Roma 9 ago – Nelle more della crisi di governo, dal punto di vista finanziario emergono due questioni all’ordine del giorno. La prima è quella dello spread, la seconda quella della finanziaria per l’anno venturo.
Lo spread è un falso problema
Partiamo dai mercati, il convitato di pietra di ogni sommovimento politico. Oggi, come prevedibile, il differenziale Btp-Bund si è mostrato particolarmente tonico. Dopo l’apertura a 210, infatti, è schizzato immediatamente a 230 punti, superando poi i 240 per stabilizzarsi al momento appena al di sotto di questa soglia.
Si tratta di una normalissima fibrillazione che non dovrebbe destare particolari preoccupazioni sulla tenuta dei nostri conti pubblici. Anzitutto perché non è mai stata dimostrata l’esatta correlazione fra spread e tassi medi all’emissione dei nostri titoli di Stato. In secondo luogo, nonostante la “fiammata” odierna il valore resta sensibilmente basso, ai minimi da oltre un anno: era 250 ad agosto 2018, con un picco a 325 nel novembre sempre dello scorso anno.
Il problema si chiama legge di bilancio
Più che lo spread, dunque, a sollevare le maggiori preoccupazioni è invece la ventura manovra economica. Passaggio non scontato, viste le difficoltà dell’esecutivo.
Primo punto all’ordine del giorno sono le tempistiche. Nella migliore delle ipotesi la finestra elettorale più vicina è quella del 13 ottobre. Nella peggiore si va oltre l’inizio di novembre. Poco, molto poco per costruire agevolmente una maggioranza (anche di centrodestra, come sembra sperare Salvini) pronta da subito a lavorare. Il termine ultimo per la presentazione della finanziaria è il 31 dicembre: superata questa data si entra nell’esercizio provvisorio di bilancio. Eventualità che farebbe entrare in vigore i provvedimenti inseriti nella manovra 2019, prime fra tutte le clausole di salvaguardia sull’Iva che porterebbero l’imposta ordinaria dal 22 al 25,2% e quella agevolata dal 10 al 13%.
Come trovare 24 miliardi?
Una misura recessiva di cui non sentiamo certo la mancanza e che stroncherebbe sul nascere qualsiasi ipotesi di ripresa anche per l’anno nuovo dopo che già abbiamo perso quello in corso. A meno che – è l’ultima via di salvezza – non ci si accordi per recuperare i 24 miliardi che servono per sterilizzare gli aumenti Iva. Cinque (3 quest’anno, 2 il prossimo) dovrebbero arrivare dai risparmi su Quota 100 e Reddito di cittadinanza. Altrettanti da un possibile ricorso al deficit sfruttando i pochi spazi concessi. Per i restanti 14 bisognerà però attingere da tagli alla spesa. Un gioco praticamente inutile, almeno dal punto di vista macroeconomico, perché con una mano che dà mentre l’altra toglie la somma tende a zero.

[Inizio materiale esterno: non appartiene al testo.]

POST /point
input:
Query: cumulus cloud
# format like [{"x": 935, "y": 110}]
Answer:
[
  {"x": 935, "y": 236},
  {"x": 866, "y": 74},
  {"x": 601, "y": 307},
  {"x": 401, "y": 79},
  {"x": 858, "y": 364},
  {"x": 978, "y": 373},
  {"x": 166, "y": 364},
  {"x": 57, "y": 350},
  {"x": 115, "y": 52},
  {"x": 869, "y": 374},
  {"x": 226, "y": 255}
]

Ammesso e non concesso che si riesca a presentare la finanziaria nei termini, resterebbe comunque la questione dei rapporti con l’Unione Europea. Oltre alla nota di aggiornamento al Def di fine settembre, Bruxelles attende infatti di conoscere i fondamentali della manovra entro il 15 ottobre, quando però è plausibile che non esista alcun governo in carica, se non l’esecutivo uscente e solo per gli affari correnti. Se è difficile negoziare la legge di bilancio con la Commissione senza una maggioranza, altrettanto (se non peggio) lo è dovendolo fare in tempi stretti. Con il rischio, così, di ipotecare anche il 2020.